Jakarta (ANTARA) - Komisi Pemberantasan Korupsi (KPK) memanggil empat orang saksi dalam penyidikan kasus dugaan korupsi terkait pemerasan di lingkungan Pemerintah Provinsi Riau tahun anggaran 2025.
"Pemeriksaan atas nama RFF selaku Kepala Bagian Protokol Sekretariat Daerah Pemprov Riau, AWP selaku pihak swasta, RAP selaku Kepala Unit Pelaksana Teknis Jalan dan Jembatan Wilayah VI Dinas Pekerjaan Umum, Penataan Ruang, Perumahan, Kawasan Permukiman dan Pertanahan (PUPRPKPP), serta DI selaku ajudan Gubernur Riau," ujar Juru Bicara KPK Budi Prasetyo kepada para jurnalis di Jakarta, Rabu.
Budi mengatakan pemeriksaan terhadap keempat saksi tersebut bertempat di Kantor Perwakilan Badan Pengawasan Keuangan dan Pembangunan (BPKP) Riau.
Baca juga: KPK periksa Sekda hingga Sekdis PUPRPKPP Riau soal dugaan pemerasan
Sebelumnya, pada 3 November 2025, KPK mengonfirmasi penangkapan Abdul Wahid selaku Gubernur Riau dan delapan orang lainnya dalam operasi tangkap tangan (OTT).
Pada 4 November 2025, KPK mengumumkan Tenaga Ahli Gubernur Riau Dani M. Nursalam menyerahkan diri kepada lembaga antirasuah tersebut.

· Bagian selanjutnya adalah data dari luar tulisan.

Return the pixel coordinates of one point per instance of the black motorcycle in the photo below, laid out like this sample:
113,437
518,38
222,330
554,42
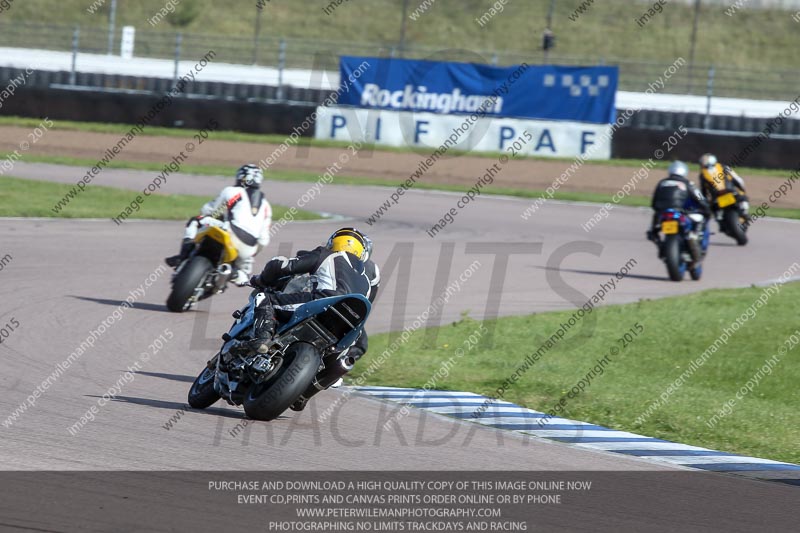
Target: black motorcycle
268,381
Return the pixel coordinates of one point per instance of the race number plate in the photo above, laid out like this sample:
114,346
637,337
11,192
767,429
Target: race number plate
726,199
670,227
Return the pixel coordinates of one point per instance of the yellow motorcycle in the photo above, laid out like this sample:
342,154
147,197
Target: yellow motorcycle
205,271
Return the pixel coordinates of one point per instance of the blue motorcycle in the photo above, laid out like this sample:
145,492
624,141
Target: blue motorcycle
268,381
682,248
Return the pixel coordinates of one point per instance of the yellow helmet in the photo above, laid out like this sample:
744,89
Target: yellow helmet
349,240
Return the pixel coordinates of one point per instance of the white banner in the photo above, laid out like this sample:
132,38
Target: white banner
464,132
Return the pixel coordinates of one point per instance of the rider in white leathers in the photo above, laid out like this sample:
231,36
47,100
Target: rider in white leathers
244,212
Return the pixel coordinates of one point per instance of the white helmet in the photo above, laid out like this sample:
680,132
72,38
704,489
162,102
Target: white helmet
678,168
249,176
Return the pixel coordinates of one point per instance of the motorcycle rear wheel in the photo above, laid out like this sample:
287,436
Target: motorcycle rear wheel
186,282
266,401
202,394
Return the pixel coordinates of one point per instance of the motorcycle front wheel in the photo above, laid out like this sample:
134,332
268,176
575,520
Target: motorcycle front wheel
734,224
185,283
676,268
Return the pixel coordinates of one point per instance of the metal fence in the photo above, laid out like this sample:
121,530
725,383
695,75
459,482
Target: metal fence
319,55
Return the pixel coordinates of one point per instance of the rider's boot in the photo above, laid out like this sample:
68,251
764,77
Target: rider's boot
186,249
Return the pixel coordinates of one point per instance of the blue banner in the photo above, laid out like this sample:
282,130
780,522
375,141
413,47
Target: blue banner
547,92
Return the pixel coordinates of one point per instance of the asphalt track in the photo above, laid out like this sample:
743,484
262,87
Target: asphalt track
67,276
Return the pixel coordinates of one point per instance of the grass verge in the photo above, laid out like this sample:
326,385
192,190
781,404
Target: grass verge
765,423
29,198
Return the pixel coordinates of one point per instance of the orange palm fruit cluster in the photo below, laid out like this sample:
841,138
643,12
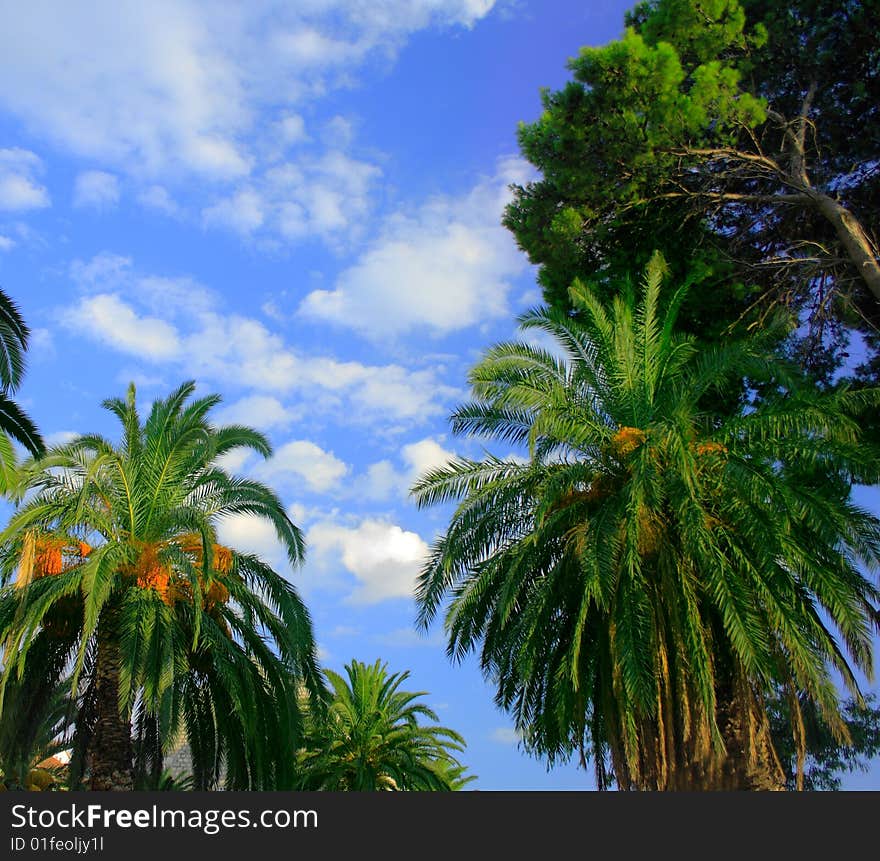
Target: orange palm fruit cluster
627,440
48,556
709,448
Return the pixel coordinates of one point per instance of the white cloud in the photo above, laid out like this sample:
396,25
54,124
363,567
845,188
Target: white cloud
175,85
505,735
96,189
302,461
243,212
105,271
326,196
445,267
292,129
384,559
19,187
382,480
409,638
60,438
249,534
157,197
110,320
260,411
177,320
234,461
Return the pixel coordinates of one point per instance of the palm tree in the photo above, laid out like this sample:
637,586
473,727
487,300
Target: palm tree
370,738
14,422
114,561
653,571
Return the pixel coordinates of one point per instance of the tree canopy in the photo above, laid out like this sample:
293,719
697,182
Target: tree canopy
740,138
654,570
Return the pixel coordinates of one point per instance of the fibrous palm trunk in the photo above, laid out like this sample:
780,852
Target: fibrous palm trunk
110,750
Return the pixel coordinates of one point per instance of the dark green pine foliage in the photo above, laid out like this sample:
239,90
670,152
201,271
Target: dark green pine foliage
741,139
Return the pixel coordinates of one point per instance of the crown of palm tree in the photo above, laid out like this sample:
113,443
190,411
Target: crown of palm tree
652,565
373,737
14,422
117,548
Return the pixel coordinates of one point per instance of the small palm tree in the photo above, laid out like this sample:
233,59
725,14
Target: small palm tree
14,422
371,738
642,583
113,563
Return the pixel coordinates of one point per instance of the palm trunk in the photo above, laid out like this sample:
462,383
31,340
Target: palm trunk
109,753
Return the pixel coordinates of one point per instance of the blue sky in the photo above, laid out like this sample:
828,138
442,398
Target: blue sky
298,205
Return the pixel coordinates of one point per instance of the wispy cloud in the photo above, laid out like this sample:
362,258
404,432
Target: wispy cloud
444,267
176,321
96,189
20,188
383,558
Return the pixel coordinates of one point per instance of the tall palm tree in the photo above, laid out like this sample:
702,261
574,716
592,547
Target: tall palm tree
371,738
114,561
653,571
14,422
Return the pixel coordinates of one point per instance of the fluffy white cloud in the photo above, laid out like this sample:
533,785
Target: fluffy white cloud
177,85
156,197
178,320
409,638
110,320
249,534
505,735
383,480
303,462
242,212
384,559
260,411
443,268
20,188
96,189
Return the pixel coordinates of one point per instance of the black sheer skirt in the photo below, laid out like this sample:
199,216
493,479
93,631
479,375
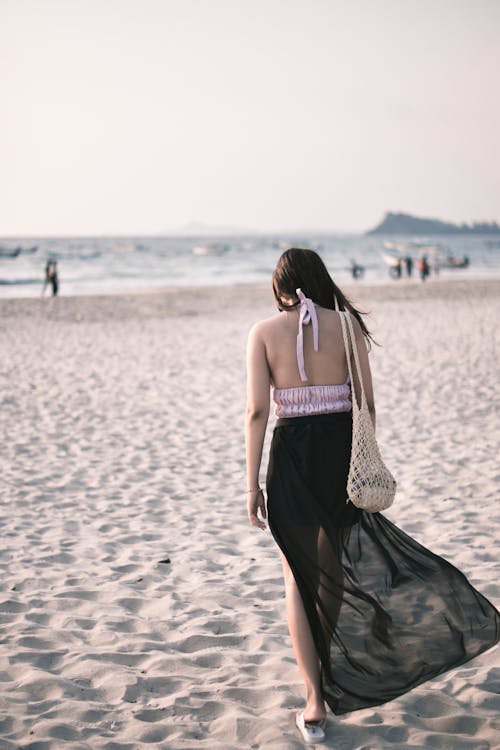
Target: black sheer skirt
386,614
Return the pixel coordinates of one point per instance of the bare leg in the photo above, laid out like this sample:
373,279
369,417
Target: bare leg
303,646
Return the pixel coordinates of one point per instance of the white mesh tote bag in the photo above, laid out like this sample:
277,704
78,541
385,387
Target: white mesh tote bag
370,484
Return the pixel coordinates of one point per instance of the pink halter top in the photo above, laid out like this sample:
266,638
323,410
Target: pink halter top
310,399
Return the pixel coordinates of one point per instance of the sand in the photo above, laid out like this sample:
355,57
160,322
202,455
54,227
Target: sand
138,607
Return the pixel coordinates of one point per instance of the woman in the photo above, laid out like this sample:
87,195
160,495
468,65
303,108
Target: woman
371,613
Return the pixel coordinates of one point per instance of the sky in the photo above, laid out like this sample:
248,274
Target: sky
149,116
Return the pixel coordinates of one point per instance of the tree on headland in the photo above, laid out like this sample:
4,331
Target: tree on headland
406,224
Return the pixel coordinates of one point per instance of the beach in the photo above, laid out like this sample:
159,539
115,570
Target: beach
138,606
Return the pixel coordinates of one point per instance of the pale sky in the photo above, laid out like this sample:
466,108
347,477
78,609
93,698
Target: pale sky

Selain itu, KPK pada tanggal yang sama, mengonfirmasi sudah menetapkan tersangka pasca-OTT tersebut. Namun, belum dapat memberitahukan secara detail kepada publik.
Pada 5 November 2025, KPK mengumumkan penetapan Gubernur Riau Abdul Wahid (AW), Kepala Dinas PUPRPKPP Riau M. Arief Setiawan (MAS), serta Tenaga Ahli Gubernur Riau Dani M. Nursalam (DAN) sebagai tersangka kasus dugaan korupsi terkait pemerasan di lingkungan Pemerintah Provinsi Riau tahun anggaran 2025.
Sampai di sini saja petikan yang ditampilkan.